Şimdi siz bir defa Türkiye'nin uluslararası ilişkilerini -"dünya piyasaları falan" diyor arkadaşım, hayır, siz bozdunuz- ciddi bir şekilde bozdunuz. Şimdi, işte, Rusya'dan özür diliyorsunuz, "İsrail'den özür diledik, dilemedik." Ama bunların hepsini siz yaptınız, sizin elinizle oldu, bu ödenen faturaların hepsinin sorumlusu sizsiniz.

Değerli arkadaşlarım, gerçekten herkesin güvendiği bir hukuk devleti işlemiyorsa bir ülkeye yatırım filan olmaz. Ya, siz bahaneler üreterek şirketlere, iş adamlarının mallarına çöküyorsunuz ya! Böyle bir ortam... Yani eşkıyalık yapıyorsunuz. Böyle bir ortamda nasıl bir yatırım ortamından söz ediyorsunuz değerli arkadaşlar?

MAHMUT POYRAZLI (Balıkesir) - Sen kime "eşkıya" diyorsun? Bak, sağına soluna bir bak!

MEHMET BEKAROĞLU (Devamla) - Evet, ya, "paralel maralel" filan hepsi bahane.

MAHMUT POYRAZLI (Balıkesir) - Kime "eşkıya" diyorsun sen! Bak, eşkıyalara bak! Sana mı soracağız?

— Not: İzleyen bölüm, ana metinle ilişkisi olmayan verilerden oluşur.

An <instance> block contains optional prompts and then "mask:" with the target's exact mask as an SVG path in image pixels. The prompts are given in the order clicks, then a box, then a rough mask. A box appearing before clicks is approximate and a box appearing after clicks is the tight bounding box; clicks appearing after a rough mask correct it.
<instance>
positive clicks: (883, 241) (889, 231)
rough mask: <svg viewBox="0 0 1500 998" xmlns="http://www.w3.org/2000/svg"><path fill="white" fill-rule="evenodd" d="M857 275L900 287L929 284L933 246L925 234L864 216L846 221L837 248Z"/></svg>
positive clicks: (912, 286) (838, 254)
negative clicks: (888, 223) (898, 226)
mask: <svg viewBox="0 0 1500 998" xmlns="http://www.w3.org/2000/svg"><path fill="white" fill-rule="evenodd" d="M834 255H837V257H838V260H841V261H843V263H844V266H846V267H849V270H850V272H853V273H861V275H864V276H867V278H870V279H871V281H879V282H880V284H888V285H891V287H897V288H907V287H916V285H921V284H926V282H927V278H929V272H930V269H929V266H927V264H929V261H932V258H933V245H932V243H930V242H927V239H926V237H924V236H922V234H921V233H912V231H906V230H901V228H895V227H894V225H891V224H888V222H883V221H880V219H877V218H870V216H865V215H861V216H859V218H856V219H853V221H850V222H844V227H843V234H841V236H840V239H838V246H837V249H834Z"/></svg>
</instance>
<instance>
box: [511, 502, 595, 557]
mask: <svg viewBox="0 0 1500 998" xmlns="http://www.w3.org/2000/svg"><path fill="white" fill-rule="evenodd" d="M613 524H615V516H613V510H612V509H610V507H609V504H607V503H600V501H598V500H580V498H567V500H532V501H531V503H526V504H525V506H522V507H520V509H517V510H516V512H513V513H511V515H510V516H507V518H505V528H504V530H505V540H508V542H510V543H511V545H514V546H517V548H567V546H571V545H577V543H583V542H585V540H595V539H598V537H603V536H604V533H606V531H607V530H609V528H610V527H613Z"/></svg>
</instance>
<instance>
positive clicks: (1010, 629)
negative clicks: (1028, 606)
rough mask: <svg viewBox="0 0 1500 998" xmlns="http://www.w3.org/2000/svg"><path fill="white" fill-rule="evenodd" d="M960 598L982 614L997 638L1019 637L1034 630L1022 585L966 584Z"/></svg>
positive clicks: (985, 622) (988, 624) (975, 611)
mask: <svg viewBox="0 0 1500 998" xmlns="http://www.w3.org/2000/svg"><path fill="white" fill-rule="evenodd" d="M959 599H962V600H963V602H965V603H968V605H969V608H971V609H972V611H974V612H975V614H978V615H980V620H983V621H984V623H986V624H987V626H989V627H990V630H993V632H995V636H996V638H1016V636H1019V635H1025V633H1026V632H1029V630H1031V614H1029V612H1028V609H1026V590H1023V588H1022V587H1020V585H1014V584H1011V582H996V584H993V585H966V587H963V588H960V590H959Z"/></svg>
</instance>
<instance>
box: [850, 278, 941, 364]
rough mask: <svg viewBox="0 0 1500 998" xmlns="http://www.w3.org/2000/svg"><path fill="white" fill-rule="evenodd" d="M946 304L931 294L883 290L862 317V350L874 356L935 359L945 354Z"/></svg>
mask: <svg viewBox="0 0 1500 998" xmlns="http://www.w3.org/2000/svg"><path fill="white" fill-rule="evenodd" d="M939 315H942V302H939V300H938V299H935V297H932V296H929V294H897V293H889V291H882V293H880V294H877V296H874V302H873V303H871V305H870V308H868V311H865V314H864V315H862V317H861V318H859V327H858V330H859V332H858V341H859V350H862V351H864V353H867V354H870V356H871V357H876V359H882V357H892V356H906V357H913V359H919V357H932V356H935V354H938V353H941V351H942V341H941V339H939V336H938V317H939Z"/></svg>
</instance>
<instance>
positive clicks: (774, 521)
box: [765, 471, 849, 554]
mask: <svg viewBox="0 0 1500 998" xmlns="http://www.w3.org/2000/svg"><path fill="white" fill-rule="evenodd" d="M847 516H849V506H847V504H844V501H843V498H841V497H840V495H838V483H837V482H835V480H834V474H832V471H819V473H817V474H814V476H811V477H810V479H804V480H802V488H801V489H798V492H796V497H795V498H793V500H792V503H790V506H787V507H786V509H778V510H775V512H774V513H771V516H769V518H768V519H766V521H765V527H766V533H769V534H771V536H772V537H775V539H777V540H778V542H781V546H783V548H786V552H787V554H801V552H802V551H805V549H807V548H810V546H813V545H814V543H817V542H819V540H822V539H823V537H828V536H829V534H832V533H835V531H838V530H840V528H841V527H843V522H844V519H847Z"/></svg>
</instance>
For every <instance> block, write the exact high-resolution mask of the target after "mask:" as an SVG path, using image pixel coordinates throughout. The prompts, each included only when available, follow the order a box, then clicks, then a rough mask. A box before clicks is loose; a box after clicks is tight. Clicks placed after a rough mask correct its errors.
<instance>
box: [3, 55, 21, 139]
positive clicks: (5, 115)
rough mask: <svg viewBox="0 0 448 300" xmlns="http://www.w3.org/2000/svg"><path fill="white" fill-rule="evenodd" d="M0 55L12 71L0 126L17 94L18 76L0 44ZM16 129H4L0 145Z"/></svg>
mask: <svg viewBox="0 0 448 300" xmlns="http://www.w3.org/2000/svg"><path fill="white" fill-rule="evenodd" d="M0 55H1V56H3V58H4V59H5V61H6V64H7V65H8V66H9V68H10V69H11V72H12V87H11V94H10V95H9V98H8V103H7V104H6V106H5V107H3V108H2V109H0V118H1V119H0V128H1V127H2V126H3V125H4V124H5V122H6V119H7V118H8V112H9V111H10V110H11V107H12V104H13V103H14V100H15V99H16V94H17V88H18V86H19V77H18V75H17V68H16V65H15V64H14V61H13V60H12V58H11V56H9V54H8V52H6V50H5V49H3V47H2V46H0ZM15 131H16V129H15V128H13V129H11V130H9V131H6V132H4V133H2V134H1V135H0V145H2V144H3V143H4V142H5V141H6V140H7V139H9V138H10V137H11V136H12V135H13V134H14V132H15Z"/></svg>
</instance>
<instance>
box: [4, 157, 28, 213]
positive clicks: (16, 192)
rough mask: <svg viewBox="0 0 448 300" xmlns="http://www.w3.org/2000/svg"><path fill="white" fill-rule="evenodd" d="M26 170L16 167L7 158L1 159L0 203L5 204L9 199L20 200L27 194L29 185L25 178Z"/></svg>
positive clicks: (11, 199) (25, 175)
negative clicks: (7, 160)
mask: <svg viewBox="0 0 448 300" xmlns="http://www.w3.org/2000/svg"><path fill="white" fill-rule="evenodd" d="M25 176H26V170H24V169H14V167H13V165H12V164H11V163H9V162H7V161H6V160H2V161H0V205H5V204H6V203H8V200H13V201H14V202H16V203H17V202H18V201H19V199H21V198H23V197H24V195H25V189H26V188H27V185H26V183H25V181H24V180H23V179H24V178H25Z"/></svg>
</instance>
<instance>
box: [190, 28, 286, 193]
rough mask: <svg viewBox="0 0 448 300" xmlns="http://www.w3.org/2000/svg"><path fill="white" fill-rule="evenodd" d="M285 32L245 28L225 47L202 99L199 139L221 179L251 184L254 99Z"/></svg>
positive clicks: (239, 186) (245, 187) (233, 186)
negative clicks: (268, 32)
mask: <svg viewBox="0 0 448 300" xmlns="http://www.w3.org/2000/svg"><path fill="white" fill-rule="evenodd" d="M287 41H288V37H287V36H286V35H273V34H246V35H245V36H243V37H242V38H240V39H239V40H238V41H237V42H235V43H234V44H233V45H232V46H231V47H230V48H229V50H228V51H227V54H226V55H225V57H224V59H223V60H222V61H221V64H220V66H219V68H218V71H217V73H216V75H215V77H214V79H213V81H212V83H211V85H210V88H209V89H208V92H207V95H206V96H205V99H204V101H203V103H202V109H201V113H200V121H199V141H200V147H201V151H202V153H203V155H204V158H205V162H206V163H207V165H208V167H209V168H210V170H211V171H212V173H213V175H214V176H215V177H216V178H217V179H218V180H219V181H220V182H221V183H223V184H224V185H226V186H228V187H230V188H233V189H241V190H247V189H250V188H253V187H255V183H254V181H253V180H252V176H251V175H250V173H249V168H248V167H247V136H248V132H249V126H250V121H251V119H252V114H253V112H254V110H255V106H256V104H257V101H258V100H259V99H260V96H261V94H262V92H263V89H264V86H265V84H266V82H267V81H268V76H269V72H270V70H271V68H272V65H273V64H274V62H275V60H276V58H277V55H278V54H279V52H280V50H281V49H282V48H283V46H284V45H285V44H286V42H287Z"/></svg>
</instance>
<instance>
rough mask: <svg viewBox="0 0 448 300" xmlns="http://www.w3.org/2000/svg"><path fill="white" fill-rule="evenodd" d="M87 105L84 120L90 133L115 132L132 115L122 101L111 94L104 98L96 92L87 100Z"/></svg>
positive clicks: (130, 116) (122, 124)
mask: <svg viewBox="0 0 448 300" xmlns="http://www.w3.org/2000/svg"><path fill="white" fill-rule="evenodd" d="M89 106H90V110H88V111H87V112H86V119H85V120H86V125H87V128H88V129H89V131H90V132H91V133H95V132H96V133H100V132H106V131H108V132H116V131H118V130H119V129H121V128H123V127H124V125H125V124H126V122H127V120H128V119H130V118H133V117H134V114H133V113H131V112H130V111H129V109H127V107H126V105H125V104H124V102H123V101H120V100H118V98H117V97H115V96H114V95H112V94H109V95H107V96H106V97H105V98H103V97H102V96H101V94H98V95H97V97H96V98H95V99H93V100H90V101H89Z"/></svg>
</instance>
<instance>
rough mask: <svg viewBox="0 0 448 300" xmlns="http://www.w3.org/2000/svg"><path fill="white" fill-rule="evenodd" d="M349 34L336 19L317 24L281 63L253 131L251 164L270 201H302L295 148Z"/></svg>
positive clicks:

MEHMET BEKAROĞLU (Devamla) - Bakın, sizin "paralel" dediğiniz işleri bürokraside memurlar birbirlerinin ayaklarını kaydırmak için kullanıyorlar. (CHP sıralarından alkışlar) Bir zamanlar denilirdi ki: "Bu komünisttir, Kürtçü komünisttir, hadi bakalım, bunu gönderelim." Denilirdi ki: "Bu şeriatçıdır, şöyledir, gönderelim." Şimdi de "paralel" diye bir şeyle insanlar birbirlerinin ayağını kaydırıyor. "Paralel" bahanesiyle insanların mallarına çöküldüğü bir yerde yatırım ortamından söz edemezsiniz. Daha ne kadar kandıracaksınız bu milleti, merak ediyorum.